5. Mako Sharks Have To Swim Constantly To Survive
Mako Sharks are “obligate ram ventilators” which means they breath oxygen from the water washing over their gills. If they ever stopped swimming they would die. So instead of sleeping, they have periods of inactivity where they rest and restore their energy.
6. Opportunistic Hunters
Since Mako Sharks require a lot of energy to swim long miles, they are opportunistic hunters. They have a diverse diet that includes fish, sharks, cephalopods, dolphins, seabirds, sea and mammals. Mako Sharks will eat everything they can get their hands on whenever they find it and store the energy for times when they cannot find prey.
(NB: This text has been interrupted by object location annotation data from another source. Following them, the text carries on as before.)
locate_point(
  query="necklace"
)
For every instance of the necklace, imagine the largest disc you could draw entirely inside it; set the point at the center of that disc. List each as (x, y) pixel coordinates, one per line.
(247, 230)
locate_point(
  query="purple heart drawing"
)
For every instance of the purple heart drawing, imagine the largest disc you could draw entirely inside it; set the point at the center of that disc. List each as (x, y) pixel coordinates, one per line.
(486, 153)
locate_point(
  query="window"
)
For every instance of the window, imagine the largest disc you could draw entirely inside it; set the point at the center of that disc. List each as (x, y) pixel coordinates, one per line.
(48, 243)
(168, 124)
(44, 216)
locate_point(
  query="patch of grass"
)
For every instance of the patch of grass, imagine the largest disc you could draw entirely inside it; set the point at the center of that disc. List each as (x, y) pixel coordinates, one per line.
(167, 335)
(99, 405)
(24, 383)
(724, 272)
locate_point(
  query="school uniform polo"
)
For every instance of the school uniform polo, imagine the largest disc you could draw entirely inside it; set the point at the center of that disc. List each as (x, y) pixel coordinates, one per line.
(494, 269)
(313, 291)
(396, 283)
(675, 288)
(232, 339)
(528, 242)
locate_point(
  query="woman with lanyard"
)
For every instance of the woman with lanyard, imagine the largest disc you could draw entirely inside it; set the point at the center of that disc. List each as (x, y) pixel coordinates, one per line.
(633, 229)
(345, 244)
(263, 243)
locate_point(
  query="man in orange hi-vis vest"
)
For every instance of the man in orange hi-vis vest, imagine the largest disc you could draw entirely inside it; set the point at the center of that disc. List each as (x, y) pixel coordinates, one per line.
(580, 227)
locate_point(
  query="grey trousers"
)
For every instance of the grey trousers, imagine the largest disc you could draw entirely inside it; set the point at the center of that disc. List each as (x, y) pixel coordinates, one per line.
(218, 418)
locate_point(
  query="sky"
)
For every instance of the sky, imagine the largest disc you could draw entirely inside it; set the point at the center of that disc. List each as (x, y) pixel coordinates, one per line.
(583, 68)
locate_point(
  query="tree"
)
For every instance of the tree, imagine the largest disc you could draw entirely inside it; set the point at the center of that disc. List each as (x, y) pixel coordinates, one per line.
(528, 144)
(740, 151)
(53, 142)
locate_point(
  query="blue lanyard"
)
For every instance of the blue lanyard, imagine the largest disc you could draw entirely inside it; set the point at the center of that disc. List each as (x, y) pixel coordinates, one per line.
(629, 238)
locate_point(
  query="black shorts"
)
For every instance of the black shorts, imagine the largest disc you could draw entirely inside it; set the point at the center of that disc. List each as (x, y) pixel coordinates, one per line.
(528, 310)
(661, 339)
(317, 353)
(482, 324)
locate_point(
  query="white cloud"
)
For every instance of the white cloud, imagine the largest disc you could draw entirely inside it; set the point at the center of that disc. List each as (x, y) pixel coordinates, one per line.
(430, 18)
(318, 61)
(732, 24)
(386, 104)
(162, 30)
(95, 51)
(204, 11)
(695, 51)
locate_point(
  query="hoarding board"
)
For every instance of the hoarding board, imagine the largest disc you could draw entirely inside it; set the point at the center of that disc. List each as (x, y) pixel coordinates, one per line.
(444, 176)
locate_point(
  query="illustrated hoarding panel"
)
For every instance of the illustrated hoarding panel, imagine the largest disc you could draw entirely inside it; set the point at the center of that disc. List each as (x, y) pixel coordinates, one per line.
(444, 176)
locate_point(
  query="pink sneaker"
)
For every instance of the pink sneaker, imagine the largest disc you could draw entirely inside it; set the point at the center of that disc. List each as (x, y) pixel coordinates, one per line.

7. Mako Sharks Are Smart, Aggressive Hunters
When Mako Sharks find prey, they will stalk them by swimming underneath them. They are countershading a metallic blue, so they blend seamless into the deep water. When they perfect moment to attack, they will quickly lunge upwards and bite chunks off their prey, circling back again and again until the prey is immobilized and they can feast. Prey rarely notices when a Mako Shark is about to attack, so Mako Sharks are rarely injured while feeding.
8. Mako Sharks Love To Eat Swordfish
An unusual favorite meal of Mako Sharks is Swordfish. Mako Sharks love them so much, when you find a Swordfish, it’s likely you will find a Mako Shark lurking nearby – especially during Swordfish mating season. Swordfish is not easy prey though, many Mako Sharks have been found injured or killed by a swordfish. Scientists believe they may enjoy Swordfish so much because of the thrill of the hunt.
9. They Don’t Give Birth Very Often
Mako Shark mating cycles only happen once every 1.5 years. Female Mako Sharks then have gestation periods that last eighteen months. So Mako Sharks mate at a maximum of once every three years. Since female Mako Sharks do not reach sexual maturity until 19-20 years, and only live an average of 30 years, a Mako Shark may only give birth 3 times their entire lives.
10. Mako Sharks Are Sacred To The Maori
Mako Sharks get their name from the Maori word for “shark.” Mako Sharks are a part of Maori legend and are consider guiding spirit animals that help guard humans from danger. Mako Shark teeth are also highly prized by the Maori people and are worn as jewelry by tribal leaders and the most skilled warriors as a status symbol.
11. Prized By Sport Fisherman
With their incredible speeds, sport fisherman love to hunt Mako Sharks. They provide a real thrill for sport fisherman because they will flip and fight once caught, making them hard to keep on the line and pull aboard once caught. Since Mako Sharks are under threat of endangerment, responsible sport fisherman practice catch and release, where they enjoy the thrill of the catch but they release the shark back in the water unharmed.
12. They Are Considered A Vulnerable Species
Mako Sharks are not only prized by sport fisherman, they are also considered a valuable shark for shark finning. Also, since Mako Sharks are opportunistic, they will attack schooling fish that have been caught in fishing nets. The Mako Shark can get tangled in the nets and die as a by-catch. So their population is under threat from commercial fishing. Since they are slow to reproduce, like most sharks their population numbers have begun to dwindle in recent years and are list as “Vulnerable” species on the International Union for the Conservation of Nature’s Red List.